Just then his silhouette bent forward at the waist, and over the rumble of the water we heard a staccato cough. His free hand went to his mouth, and the one with the bag in it went out to the side, to steady his balance. He remained bent forward for several moments before he stood again, still facing away from us. Then he brought the bag up to his lips.

My mother’s hand touched mine. “Hans.”

She rose and began moving toward him.

She was stepping gingerly, as though sneaking up on a bird, and as I followed her I did the same. At one point, her arm came back and found mine. He still hadn’t turned, and when we neared him she slowed again, approaching watchfully. She said, “Milo?” First she tapped his shoulder, then she took hold of it.

He turned, and his eyes were red. I wondered how she’d known.

“The thing I will never do,” he said, wiping his cheek with the bag, “is hurt them.”

“Of course we know that,” said my mother.

“I will never, ever, hurt my children.”

“Of course not, my love.”

Tears were on his cheeks.

I stepped up next to my mother. I should have turned away, should have given him the privacy he wanted, but I found, as always, that I couldn’t. I couldn’t ever turn away from him when he was like this, when the battle-dented armor behind which he spent his days had momentarily been lowered. For a moment I could see the man behind it.

“Never ever hurt them,” he said.

“Of course not.”

“Get away from here, Hans,” he said through a sob.

“Fuck you, Dad.”

He recoiled as though he’d been slapped.

“Hans!” said my mother.

“I was kidding. We always say that. It’s a joke.”
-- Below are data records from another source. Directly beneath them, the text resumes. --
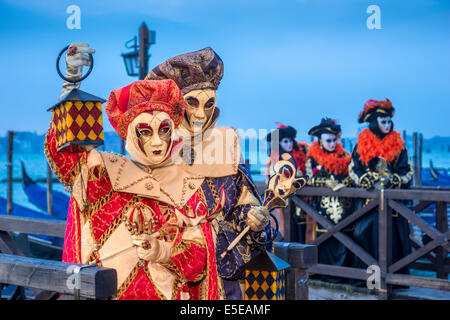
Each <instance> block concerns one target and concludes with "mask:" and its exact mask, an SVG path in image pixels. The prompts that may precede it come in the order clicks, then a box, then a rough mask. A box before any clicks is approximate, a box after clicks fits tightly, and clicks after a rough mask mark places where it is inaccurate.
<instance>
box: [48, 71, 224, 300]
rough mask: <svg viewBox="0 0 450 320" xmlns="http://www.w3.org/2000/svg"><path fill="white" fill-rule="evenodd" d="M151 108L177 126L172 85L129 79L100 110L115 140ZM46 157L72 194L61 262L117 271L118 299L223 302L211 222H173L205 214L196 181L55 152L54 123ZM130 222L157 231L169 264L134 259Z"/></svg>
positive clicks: (140, 259) (163, 173) (140, 258)
mask: <svg viewBox="0 0 450 320" xmlns="http://www.w3.org/2000/svg"><path fill="white" fill-rule="evenodd" d="M154 111H163V112H166V113H168V114H169V116H170V118H171V119H172V120H173V123H174V124H175V126H177V125H178V124H179V123H180V121H181V119H182V117H183V113H184V100H183V97H182V95H181V92H180V90H179V89H178V87H177V86H176V84H175V83H174V82H173V81H172V80H163V81H136V82H134V83H133V84H132V85H130V86H127V87H125V88H122V89H118V90H114V91H113V92H112V93H111V96H110V98H109V100H108V102H107V105H106V112H107V114H108V116H109V118H110V120H111V123H112V124H113V126H114V128H115V129H116V131H117V133H118V134H119V136H120V137H122V138H126V137H127V127H128V125H129V124H130V122H131V121H132V120H133V119H134V118H135V117H136V116H137V115H138V114H140V113H142V112H154ZM127 143H128V141H127ZM174 145H176V144H174ZM45 153H46V156H47V159H48V162H49V164H50V166H51V168H52V170H53V171H54V172H55V174H56V176H57V177H58V179H59V180H60V181H61V183H62V184H63V185H65V186H68V187H70V188H72V189H73V190H72V193H71V200H70V206H69V213H68V218H67V229H66V235H65V241H64V250H63V261H65V262H73V263H84V264H87V263H96V264H97V265H100V266H105V267H110V268H114V269H116V270H117V276H118V279H117V280H118V283H117V294H116V298H117V299H123V300H125V299H157V300H165V299H208V300H215V299H219V298H221V297H222V296H221V286H222V285H221V283H220V281H219V280H218V279H219V278H218V274H217V267H216V260H215V248H214V239H213V233H212V230H211V225H210V224H209V223H198V224H195V225H191V226H184V227H183V226H182V227H180V226H179V225H178V224H177V221H178V220H179V216H180V215H183V216H185V217H189V218H191V219H196V218H200V217H207V216H208V215H209V213H208V210H207V208H208V207H207V206H206V203H205V199H204V196H203V194H202V192H201V189H200V185H201V183H202V182H203V179H201V177H200V178H199V176H198V175H192V174H188V173H186V172H184V171H182V168H180V166H178V167H177V168H173V167H172V166H171V165H167V166H162V167H161V168H157V169H154V170H152V169H149V168H147V167H143V166H138V165H136V164H135V162H133V161H131V160H130V159H129V158H126V157H124V156H121V155H117V154H112V153H104V152H102V153H101V152H98V151H96V150H91V151H83V150H80V149H77V147H69V148H66V149H64V150H62V151H57V149H56V141H55V129H54V124H53V121H52V125H51V126H50V129H49V131H48V133H47V136H46V141H45ZM169 157H170V156H169ZM180 170H181V171H180ZM172 172H175V174H174V176H171V173H172ZM174 184H175V186H176V188H173V185H174ZM135 217H137V218H136V219H141V220H142V221H141V222H142V223H144V225H145V226H146V227H147V228H149V229H151V231H152V232H159V237H158V239H159V240H160V241H162V242H166V243H169V244H170V246H169V247H170V256H169V258H168V259H166V260H165V261H159V262H155V261H147V260H143V259H141V258H140V257H139V256H138V254H137V253H136V247H135V246H133V245H132V244H131V235H130V231H131V227H130V225H129V224H127V223H129V222H130V221H131V222H133V221H136V220H133V219H135ZM197 220H199V219H197Z"/></svg>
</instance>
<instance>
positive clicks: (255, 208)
mask: <svg viewBox="0 0 450 320" xmlns="http://www.w3.org/2000/svg"><path fill="white" fill-rule="evenodd" d="M222 76H223V62H222V60H221V59H220V57H219V56H218V55H217V53H216V52H214V50H212V49H211V48H209V47H208V48H205V49H202V50H198V51H195V52H190V53H186V54H182V55H179V56H176V57H173V58H171V59H169V60H167V61H165V62H163V63H162V64H160V65H158V66H156V67H155V68H154V69H153V70H152V71H151V72H150V73H149V74H148V75H147V77H146V79H149V80H161V79H172V80H174V81H175V82H176V83H177V85H178V86H179V87H180V89H181V92H182V93H183V96H184V98H185V101H186V113H185V115H184V117H183V119H182V124H181V129H184V135H183V137H184V139H185V141H190V142H191V143H190V148H186V146H185V148H183V157H184V159H185V161H186V162H187V163H190V166H191V168H198V170H201V172H202V173H203V175H204V176H206V178H205V180H204V181H203V183H202V184H201V191H202V193H203V195H204V198H205V201H206V204H207V207H208V208H212V207H214V206H215V204H216V203H217V202H219V200H220V190H223V192H224V195H225V203H224V208H223V210H222V213H221V214H220V215H218V216H217V218H216V219H215V220H214V221H213V222H212V225H213V233H214V235H215V237H216V256H217V265H218V266H217V267H218V272H219V275H220V276H221V277H222V279H223V281H224V287H225V293H226V297H227V299H242V291H243V278H244V270H242V269H241V267H242V266H243V265H244V264H246V263H247V262H249V261H250V260H251V259H252V258H253V257H255V256H256V255H258V254H259V253H260V252H261V251H262V250H265V249H266V247H265V246H264V245H261V244H258V243H257V242H255V240H257V241H259V242H260V243H264V242H265V241H266V240H268V238H270V236H271V227H270V223H267V221H268V218H267V216H268V212H264V210H262V211H261V209H259V206H261V204H262V200H261V198H260V196H259V194H258V192H257V190H256V187H255V185H254V183H253V180H252V178H251V176H250V174H249V172H248V169H247V167H246V166H245V164H243V163H242V161H241V159H240V156H241V154H240V150H239V141H238V139H235V140H234V141H233V143H232V144H231V145H232V146H234V147H235V148H234V149H232V150H230V149H226V150H224V152H223V157H224V158H229V154H231V152H232V155H233V157H236V156H237V157H238V160H239V161H236V162H234V165H233V166H230V165H229V164H227V163H226V161H221V159H217V158H215V157H212V158H213V161H212V164H208V163H209V161H208V160H209V159H208V156H209V155H208V149H209V146H210V145H211V144H214V143H219V144H221V143H222V141H223V145H227V144H228V145H229V144H230V142H229V140H228V138H227V137H229V136H230V135H231V136H232V137H233V136H235V137H237V133H236V131H235V129H233V128H227V127H215V123H216V122H217V118H218V116H219V108H218V107H217V106H216V98H217V93H216V91H217V88H218V86H219V83H220V81H221V79H222ZM180 131H182V130H180ZM219 158H220V157H219ZM217 160H218V161H217ZM238 162H239V163H238ZM196 170H197V169H196ZM198 170H197V171H198ZM264 221H265V223H263V224H262V225H261V223H262V222H264ZM258 225H259V226H260V227H257V226H258ZM247 226H251V228H250V231H249V232H248V233H247V234H246V235H245V236H244V237H243V238H242V239H241V240H240V241H239V242H238V244H237V245H236V246H235V247H234V248H233V249H232V250H230V251H227V250H226V249H227V247H228V246H229V244H230V243H231V242H233V240H234V239H236V237H237V236H238V235H239V234H240V233H241V232H242V231H243V230H244V229H245V228H246V227H247ZM264 227H265V228H264ZM225 252H226V254H225ZM238 282H239V283H238ZM239 284H240V285H241V287H239Z"/></svg>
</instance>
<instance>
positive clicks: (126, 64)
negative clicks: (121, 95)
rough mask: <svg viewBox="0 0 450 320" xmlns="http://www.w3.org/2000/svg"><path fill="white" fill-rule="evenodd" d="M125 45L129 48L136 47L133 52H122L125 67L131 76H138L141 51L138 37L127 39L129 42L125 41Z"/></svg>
mask: <svg viewBox="0 0 450 320" xmlns="http://www.w3.org/2000/svg"><path fill="white" fill-rule="evenodd" d="M132 42H133V43H132ZM125 47H126V48H128V49H134V50H133V51H131V52H127V53H122V58H123V63H124V64H125V69H126V70H127V74H128V75H129V76H130V77H137V76H139V51H138V45H137V37H136V36H135V37H134V38H133V39H131V40H129V41H127V43H125Z"/></svg>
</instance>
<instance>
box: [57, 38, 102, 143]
mask: <svg viewBox="0 0 450 320" xmlns="http://www.w3.org/2000/svg"><path fill="white" fill-rule="evenodd" d="M68 48H69V46H67V47H66V48H64V49H63V50H62V51H61V52H60V53H59V55H58V58H57V61H56V67H57V71H58V74H59V76H60V77H61V78H63V79H64V80H66V81H68V82H71V83H73V84H74V88H73V89H72V90H71V91H70V92H69V93H68V94H67V95H65V96H64V97H63V98H62V99H61V100H60V101H59V102H58V103H56V104H55V105H54V106H52V107H51V108H49V109H48V111H52V112H53V122H54V126H55V138H56V142H57V149H58V151H60V150H62V149H64V148H66V147H69V146H73V145H76V146H79V147H83V146H84V147H86V146H95V147H96V146H100V145H102V144H103V142H104V137H103V122H102V103H104V102H105V101H106V100H104V99H102V98H99V97H97V96H94V95H92V94H90V93H87V92H85V91H83V90H80V89H78V88H76V87H75V84H76V83H77V82H81V81H82V80H84V79H86V78H87V76H88V75H89V74H90V73H91V71H92V68H93V66H94V60H93V57H92V55H91V54H89V58H90V59H91V65H90V67H89V70H88V72H87V73H86V74H85V75H84V76H83V77H81V78H80V79H76V80H72V79H68V78H66V77H65V76H63V75H62V73H61V71H60V69H59V60H60V58H61V55H62V54H63V53H64V51H66V50H67V49H68Z"/></svg>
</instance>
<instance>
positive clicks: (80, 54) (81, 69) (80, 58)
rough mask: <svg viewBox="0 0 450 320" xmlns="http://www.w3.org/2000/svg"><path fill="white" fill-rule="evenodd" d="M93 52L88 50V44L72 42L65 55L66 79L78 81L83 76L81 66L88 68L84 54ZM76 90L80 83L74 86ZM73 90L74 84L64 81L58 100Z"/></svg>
mask: <svg viewBox="0 0 450 320" xmlns="http://www.w3.org/2000/svg"><path fill="white" fill-rule="evenodd" d="M94 52H95V50H94V49H92V48H89V44H87V43H81V42H74V43H72V44H71V45H70V46H69V49H67V53H66V78H68V79H70V80H75V79H80V78H81V75H82V74H83V66H90V65H91V61H90V59H89V56H88V55H85V54H84V53H94ZM75 86H76V87H77V88H79V87H80V82H77V84H76V85H75ZM73 88H74V84H73V83H70V82H67V81H64V84H63V87H62V92H61V96H60V97H59V98H58V100H60V99H61V98H62V97H64V96H65V95H66V94H68V93H69V92H70V91H71V90H72V89H73Z"/></svg>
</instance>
My sister came up behind. “Get away, Hans,” she hissed. “You’re making it worse.”

My father turned on her. “You,” he said, pointing. “You’re one, too.”

“One what?”

“One silly, fucking Pollyanna.”

“What?” Paulie sat down on the ground.

“Jesus H. Christ,” said my father. “All of you, get the hell away from me!”

“We’re right here,” said my mother. “It’s all right, Milo.”

“It’s not all right,” I said.

“Correct, Hans! You are correct.” He turned to us, smiling weirdly now, then emitted another sharp sound, something between a laugh and a hiccup, and covered his mouth again with his hand.

“Why don’t we all go finish our sandwiches,” said my mother.

He pivoted once more to the water. For a few moments, we all just stayed there, frozen, my father looking off into the distance, my mother smiling determinedly at his back, while from behind us came the hzz-hzz of Paulette’s sniffling and the ph-hah, ph-hah of Bernie’s panting. Then my mother touched him on the shoulder again. That’s when he wheeled. As though shooing a pernicious fly, he swung his hand and struck her backhand across the face.

She fell to the ground.

Paulie screamed. I grabbed Mom under the shoulders and stood her up, then led her away across the rock. At the blanket, I let go, and she slumped down into the ruins of the picnic. Bernie was baying. I turned angrily to my father, who’d resumed his posture on the cliff; then back to my mother, who lay crumpled on the ground like a dropped marionette, tears on her cheeks.